Snowbird lives with Lickenfelt, who has wanted to be a dog handler since elementary school. It shows.
Under the orange police vest hanging on the wall of his office is Snowbird’s black box, tucked in a corner. A stack of tennis balls sits on the shelf. A dog bone rests on his desk next to the computer.
On his belt, he carries his gun, his Taser, his radio and a small black bag of puppy treats. Lickenfelt, 51, imagines the couple retiring together, a milestone he anticipates for both of them in about a decade.
As he walked Snowbird around campus Thursday, students he passed reacted with gasps, smiles, selfies.
“Are you stressed today?” Lickenfelt asked them.
“Now that he’s here, things are much better,” one student told him.
Another began researching how to register his dog as an emotional support animal to bring into the dorms.
Belen Valdivieso, a third-year student on campus for a summer job, has been excited about Snowbird’s arrival since she first heard about him in the fall. She misses her dog at home, an adopted half-Yorkie, half-Shih Tzu.
“We all need a therapy dog,” added Emily Mann, student services librarian, who said Snowbird’s presence will be equally beneficial for professors.
Back in the auditorium, Lickenfelt explained to Gelin what a therapy dog was.

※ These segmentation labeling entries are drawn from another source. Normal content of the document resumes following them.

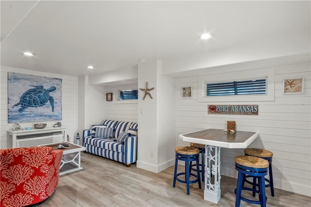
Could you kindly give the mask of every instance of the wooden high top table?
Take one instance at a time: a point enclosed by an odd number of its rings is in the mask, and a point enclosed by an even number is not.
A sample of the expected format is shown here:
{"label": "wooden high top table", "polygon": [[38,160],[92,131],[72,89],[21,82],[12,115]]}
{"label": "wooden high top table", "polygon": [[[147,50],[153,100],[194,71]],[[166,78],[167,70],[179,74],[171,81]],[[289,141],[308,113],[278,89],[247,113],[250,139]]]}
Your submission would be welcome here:
{"label": "wooden high top table", "polygon": [[[220,199],[221,148],[246,148],[259,135],[256,132],[237,131],[232,133],[215,129],[179,135],[179,138],[184,141],[205,145],[205,200],[217,204]],[[211,182],[211,173],[214,178]]]}

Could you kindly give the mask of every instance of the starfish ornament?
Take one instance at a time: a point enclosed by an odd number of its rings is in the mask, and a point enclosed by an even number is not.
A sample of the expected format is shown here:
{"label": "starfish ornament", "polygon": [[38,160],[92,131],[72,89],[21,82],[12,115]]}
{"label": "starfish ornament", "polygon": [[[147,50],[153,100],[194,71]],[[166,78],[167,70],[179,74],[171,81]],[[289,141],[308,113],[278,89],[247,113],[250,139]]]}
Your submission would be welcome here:
{"label": "starfish ornament", "polygon": [[295,83],[294,83],[294,81],[295,81],[295,79],[294,79],[291,82],[289,81],[288,80],[286,80],[286,82],[285,83],[285,86],[289,86],[291,87],[291,88],[293,88],[293,85],[296,85],[296,84]]}
{"label": "starfish ornament", "polygon": [[142,90],[143,91],[145,92],[145,95],[144,95],[144,97],[142,98],[143,100],[145,100],[145,98],[146,98],[146,96],[147,96],[147,95],[149,95],[149,96],[150,97],[150,98],[151,98],[152,99],[153,99],[152,96],[151,96],[151,94],[150,94],[150,91],[151,90],[153,90],[154,89],[155,89],[155,87],[152,87],[151,88],[148,88],[148,82],[146,82],[146,88],[139,88],[141,90]]}

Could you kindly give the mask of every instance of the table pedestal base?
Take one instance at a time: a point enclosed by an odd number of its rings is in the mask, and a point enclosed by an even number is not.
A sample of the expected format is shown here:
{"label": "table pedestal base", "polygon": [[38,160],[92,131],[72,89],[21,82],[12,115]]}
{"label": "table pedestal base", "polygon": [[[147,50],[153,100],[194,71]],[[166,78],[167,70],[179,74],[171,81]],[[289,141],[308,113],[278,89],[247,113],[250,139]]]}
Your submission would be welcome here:
{"label": "table pedestal base", "polygon": [[217,204],[220,199],[220,189],[217,192],[205,190],[204,200]]}
{"label": "table pedestal base", "polygon": [[220,199],[220,149],[205,146],[204,199],[215,204]]}

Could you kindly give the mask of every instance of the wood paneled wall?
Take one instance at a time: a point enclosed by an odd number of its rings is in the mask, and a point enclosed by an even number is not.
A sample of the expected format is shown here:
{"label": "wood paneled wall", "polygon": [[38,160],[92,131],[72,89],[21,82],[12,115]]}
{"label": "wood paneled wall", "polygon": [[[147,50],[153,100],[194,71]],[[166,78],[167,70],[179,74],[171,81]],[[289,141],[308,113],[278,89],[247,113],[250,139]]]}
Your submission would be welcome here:
{"label": "wood paneled wall", "polygon": [[105,102],[104,107],[105,117],[103,117],[103,119],[111,119],[137,123],[138,121],[137,101],[127,102],[117,100],[119,98],[120,90],[135,89],[138,87],[137,84],[106,86],[106,93],[113,93],[113,101]]}
{"label": "wood paneled wall", "polygon": [[[178,138],[180,134],[208,128],[225,129],[227,121],[235,121],[237,130],[259,133],[259,137],[249,147],[273,152],[273,171],[276,188],[311,196],[310,68],[309,63],[269,69],[275,71],[274,101],[250,100],[249,102],[241,102],[237,99],[236,102],[199,103],[197,98],[198,77],[177,79],[177,145],[189,144]],[[219,77],[225,75],[220,73]],[[298,77],[304,78],[304,93],[284,94],[283,78]],[[233,78],[238,79],[239,77]],[[192,98],[181,97],[182,86],[192,86]],[[259,113],[258,116],[208,114],[207,104],[258,104]],[[243,155],[243,150],[222,148],[221,154],[221,174],[236,177],[234,157]]]}
{"label": "wood paneled wall", "polygon": [[[27,74],[33,75],[50,77],[61,78],[62,79],[62,126],[67,127],[66,133],[69,135],[70,140],[73,142],[77,134],[77,90],[78,79],[76,77],[61,75],[58,74],[39,72],[32,70],[20,69],[12,68],[1,66],[0,100],[0,112],[1,115],[1,128],[0,139],[0,148],[8,147],[7,130],[10,130],[14,124],[8,123],[8,72]],[[34,123],[37,123],[40,121],[34,122],[19,123],[21,126],[25,128],[27,126],[34,127]],[[42,122],[42,121],[41,121]],[[48,127],[52,127],[57,121],[46,121]],[[67,138],[65,138],[67,139]]]}

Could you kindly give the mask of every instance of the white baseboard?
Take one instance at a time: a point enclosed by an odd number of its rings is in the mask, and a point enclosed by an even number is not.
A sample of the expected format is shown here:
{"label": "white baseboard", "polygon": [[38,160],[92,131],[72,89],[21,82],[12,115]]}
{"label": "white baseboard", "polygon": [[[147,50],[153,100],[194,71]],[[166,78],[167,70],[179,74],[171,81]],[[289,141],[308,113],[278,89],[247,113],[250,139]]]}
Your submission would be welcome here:
{"label": "white baseboard", "polygon": [[139,160],[136,161],[136,167],[152,172],[158,173],[175,164],[175,159],[171,159],[160,165],[155,165]]}
{"label": "white baseboard", "polygon": [[174,165],[175,165],[175,158],[172,159],[159,165],[158,167],[158,172],[159,172],[161,171],[163,171]]}
{"label": "white baseboard", "polygon": [[158,167],[156,165],[152,165],[146,162],[141,162],[139,160],[136,161],[136,167],[138,168],[151,171],[152,172],[158,173]]}
{"label": "white baseboard", "polygon": [[[238,171],[235,169],[221,167],[220,172],[223,175],[235,178],[238,178]],[[294,183],[290,183],[287,182],[287,180],[280,180],[276,178],[273,179],[273,184],[275,188],[294,192],[295,193],[301,194],[309,197],[311,197],[311,181],[309,184],[306,183],[306,185],[302,185]]]}

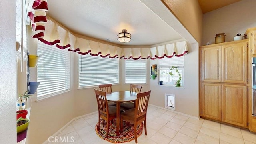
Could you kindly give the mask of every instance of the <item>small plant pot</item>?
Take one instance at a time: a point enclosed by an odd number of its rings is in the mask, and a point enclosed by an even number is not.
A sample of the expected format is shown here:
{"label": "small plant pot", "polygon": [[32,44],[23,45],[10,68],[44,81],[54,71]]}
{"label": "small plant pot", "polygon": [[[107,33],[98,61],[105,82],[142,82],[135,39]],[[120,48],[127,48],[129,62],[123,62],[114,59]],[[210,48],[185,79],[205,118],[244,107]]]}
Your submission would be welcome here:
{"label": "small plant pot", "polygon": [[18,119],[20,117],[23,118],[26,118],[26,117],[28,114],[28,111],[27,110],[18,110],[16,112],[17,114],[16,118]]}
{"label": "small plant pot", "polygon": [[[29,119],[24,118],[17,122],[17,142],[23,140],[26,137],[29,122]],[[22,122],[22,124],[18,125],[20,122]]]}
{"label": "small plant pot", "polygon": [[151,75],[151,78],[152,78],[152,79],[153,80],[154,80],[156,79],[156,75]]}
{"label": "small plant pot", "polygon": [[39,56],[30,54],[28,55],[28,66],[35,67],[39,59]]}

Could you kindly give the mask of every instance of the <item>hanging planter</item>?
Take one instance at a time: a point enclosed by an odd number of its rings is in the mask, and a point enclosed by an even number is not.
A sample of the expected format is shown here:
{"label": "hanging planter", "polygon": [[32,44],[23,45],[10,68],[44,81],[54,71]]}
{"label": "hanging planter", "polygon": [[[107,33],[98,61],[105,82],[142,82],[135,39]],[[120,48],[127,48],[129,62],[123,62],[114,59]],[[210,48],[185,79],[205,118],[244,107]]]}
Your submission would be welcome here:
{"label": "hanging planter", "polygon": [[37,88],[40,84],[40,82],[29,82],[29,89],[28,93],[29,94],[34,94],[36,93]]}
{"label": "hanging planter", "polygon": [[28,66],[35,67],[39,59],[39,56],[30,54],[28,55]]}

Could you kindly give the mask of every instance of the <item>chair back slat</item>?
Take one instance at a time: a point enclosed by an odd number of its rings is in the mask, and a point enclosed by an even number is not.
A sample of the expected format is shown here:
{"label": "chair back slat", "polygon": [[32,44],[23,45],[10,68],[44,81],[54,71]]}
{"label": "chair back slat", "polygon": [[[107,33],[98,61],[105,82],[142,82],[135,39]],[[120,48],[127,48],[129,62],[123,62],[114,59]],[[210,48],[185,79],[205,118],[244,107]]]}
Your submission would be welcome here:
{"label": "chair back slat", "polygon": [[107,94],[111,94],[112,92],[112,84],[105,84],[99,85],[100,90],[104,91]]}
{"label": "chair back slat", "polygon": [[98,109],[104,114],[108,113],[108,106],[107,101],[106,92],[94,89]]}
{"label": "chair back slat", "polygon": [[140,92],[142,86],[136,85],[135,84],[131,84],[130,85],[130,91],[131,92],[135,92],[138,93]]}
{"label": "chair back slat", "polygon": [[138,93],[135,106],[135,114],[136,118],[145,114],[147,112],[149,97],[151,91]]}

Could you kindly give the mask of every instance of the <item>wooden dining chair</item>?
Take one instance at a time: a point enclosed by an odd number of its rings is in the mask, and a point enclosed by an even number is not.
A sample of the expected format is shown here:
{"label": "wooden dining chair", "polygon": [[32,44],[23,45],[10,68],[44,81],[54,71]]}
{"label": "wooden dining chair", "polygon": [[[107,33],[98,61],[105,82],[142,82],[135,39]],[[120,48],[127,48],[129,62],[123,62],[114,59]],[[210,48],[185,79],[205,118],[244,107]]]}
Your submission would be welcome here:
{"label": "wooden dining chair", "polygon": [[[130,91],[131,93],[135,92],[139,93],[141,91],[142,86],[136,85],[135,84],[130,85]],[[120,104],[120,107],[124,110],[128,110],[135,107],[135,103],[134,102],[124,102]]]}
{"label": "wooden dining chair", "polygon": [[144,121],[145,134],[147,135],[147,110],[148,100],[151,91],[142,92],[137,95],[137,100],[135,102],[135,108],[127,110],[121,113],[121,124],[120,132],[123,131],[123,120],[126,120],[134,125],[134,138],[135,142],[137,140],[137,126]]}
{"label": "wooden dining chair", "polygon": [[100,131],[100,118],[104,120],[103,124],[104,124],[105,120],[107,122],[107,134],[106,137],[108,137],[109,130],[109,122],[116,118],[116,107],[114,106],[108,106],[107,100],[106,92],[94,89],[97,103],[98,104],[98,125],[97,130]]}
{"label": "wooden dining chair", "polygon": [[[107,94],[111,94],[112,92],[112,84],[105,84],[99,85],[100,90],[104,91]],[[110,101],[108,101],[109,106],[116,106],[116,104]]]}

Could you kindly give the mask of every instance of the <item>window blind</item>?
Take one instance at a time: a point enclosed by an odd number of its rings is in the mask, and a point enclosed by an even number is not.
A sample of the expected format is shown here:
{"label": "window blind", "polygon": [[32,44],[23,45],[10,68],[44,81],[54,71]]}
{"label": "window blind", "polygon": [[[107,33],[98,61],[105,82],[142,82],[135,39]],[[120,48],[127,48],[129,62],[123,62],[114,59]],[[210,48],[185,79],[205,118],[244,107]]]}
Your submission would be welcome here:
{"label": "window blind", "polygon": [[184,68],[184,56],[176,57],[174,56],[171,58],[164,57],[158,59],[158,66],[162,68],[170,68],[172,66]]}
{"label": "window blind", "polygon": [[125,60],[125,83],[146,83],[146,59]]}
{"label": "window blind", "polygon": [[52,95],[70,88],[70,53],[41,42],[38,43],[38,97]]}
{"label": "window blind", "polygon": [[118,84],[119,59],[80,55],[79,88]]}

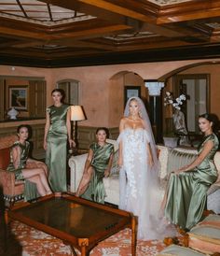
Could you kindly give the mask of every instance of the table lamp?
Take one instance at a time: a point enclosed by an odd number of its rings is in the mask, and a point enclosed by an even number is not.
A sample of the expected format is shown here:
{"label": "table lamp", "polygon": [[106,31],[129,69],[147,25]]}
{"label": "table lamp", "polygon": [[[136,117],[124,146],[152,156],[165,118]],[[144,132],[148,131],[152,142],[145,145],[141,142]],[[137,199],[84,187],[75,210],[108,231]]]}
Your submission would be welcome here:
{"label": "table lamp", "polygon": [[82,106],[71,106],[71,121],[73,125],[73,139],[76,142],[75,152],[77,151],[77,121],[86,120]]}

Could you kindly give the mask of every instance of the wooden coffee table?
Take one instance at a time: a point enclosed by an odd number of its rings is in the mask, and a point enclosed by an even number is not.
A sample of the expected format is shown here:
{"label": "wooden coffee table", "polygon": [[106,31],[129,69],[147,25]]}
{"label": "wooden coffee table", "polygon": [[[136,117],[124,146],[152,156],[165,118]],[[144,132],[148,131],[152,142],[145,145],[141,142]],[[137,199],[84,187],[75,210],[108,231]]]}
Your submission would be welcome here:
{"label": "wooden coffee table", "polygon": [[136,252],[136,224],[131,213],[76,197],[48,195],[8,210],[8,218],[41,230],[69,244],[81,255],[125,228],[131,229],[131,253]]}

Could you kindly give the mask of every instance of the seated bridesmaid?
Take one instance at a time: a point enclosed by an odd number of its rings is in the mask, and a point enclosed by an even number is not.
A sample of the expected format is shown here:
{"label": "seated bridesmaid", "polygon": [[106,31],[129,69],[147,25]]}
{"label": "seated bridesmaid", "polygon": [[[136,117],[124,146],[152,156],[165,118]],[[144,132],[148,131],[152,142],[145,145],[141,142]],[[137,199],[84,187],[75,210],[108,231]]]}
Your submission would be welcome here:
{"label": "seated bridesmaid", "polygon": [[106,143],[108,135],[109,132],[105,127],[96,130],[97,142],[89,147],[84,173],[76,196],[101,204],[104,203],[106,195],[103,178],[110,174],[114,154],[114,146]]}
{"label": "seated bridesmaid", "polygon": [[213,133],[214,115],[200,115],[199,126],[204,136],[198,148],[198,157],[171,174],[162,204],[166,219],[186,231],[201,220],[207,191],[217,178],[213,157],[219,141]]}
{"label": "seated bridesmaid", "polygon": [[[14,172],[17,180],[26,179],[34,183],[39,195],[44,196],[51,193],[47,178],[47,165],[28,158],[30,149],[30,143],[27,141],[29,135],[28,126],[20,125],[17,134],[19,140],[11,147],[7,171]],[[34,163],[37,164],[38,167],[29,167],[32,165],[36,166],[36,164],[34,164]]]}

“Do you want him to hug you?” he asked.
Gelin nodded. Snowbird climbed into her lap. She closed her eyes, took a deep breath, and calmed herself. Finally, she felt ready to go off on her own and explore a club fair downstairs.
She would keep her eyes peeled for the school’s Puppy Raisers club, where students partner with the local nonprofit Dogs Inc. to raise service dogs.
It’s a club she knows she wants to join now that she’s met Snowbird.